Global Bio-Chem Technology Group Co. Ltd.
- Native name: 大成生化集團控股有限公司
- Company type: Public
- Traded as: SEHK: 809
- Industry: Biotechnology
- Founded: 1994; 32 years ago
- Headquarters: Yau Tsim Mong, Hong Kong
- Area served: People's Republic of China
- Key people: Chairman: Liu Xiaoming and Xu Zhouwen
- Products: Corn-based biochemical products
- Parent: Changchun Dacheng Industry Group
- Subsidiaries: Global Sweeteners
- Website: www.biochem.com

= Global Bio-Chem =

Chinese biotechnology company

Global Bio-Chem Technology Group (大成生化集團控股), also known as simply Global Bio-Chem, is a Chinese biotechnology company based in Hong Kong. The company is owned by Changchun Dacheng Industry Group.

==Business==
Global Bio-Chem is involved in the manufacture, research and development of corn-based biochemical products in China.

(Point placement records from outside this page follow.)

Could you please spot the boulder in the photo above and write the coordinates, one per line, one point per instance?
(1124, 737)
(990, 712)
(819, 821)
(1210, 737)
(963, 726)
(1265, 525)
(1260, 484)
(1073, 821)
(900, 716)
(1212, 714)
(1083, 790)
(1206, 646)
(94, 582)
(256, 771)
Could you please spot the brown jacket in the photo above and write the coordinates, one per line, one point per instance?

It is headquartered in Hong Kong, with its production facilities based in Changchun and Dehui, within the Jilin province, Northeast China.

==History==
The company was established in 1994 and listed on the Hong Kong Stock Exchange in 2001. It spun off its sweeteners business, Global Sweeteners, on the Hong Kong Stock Exchange in 2007.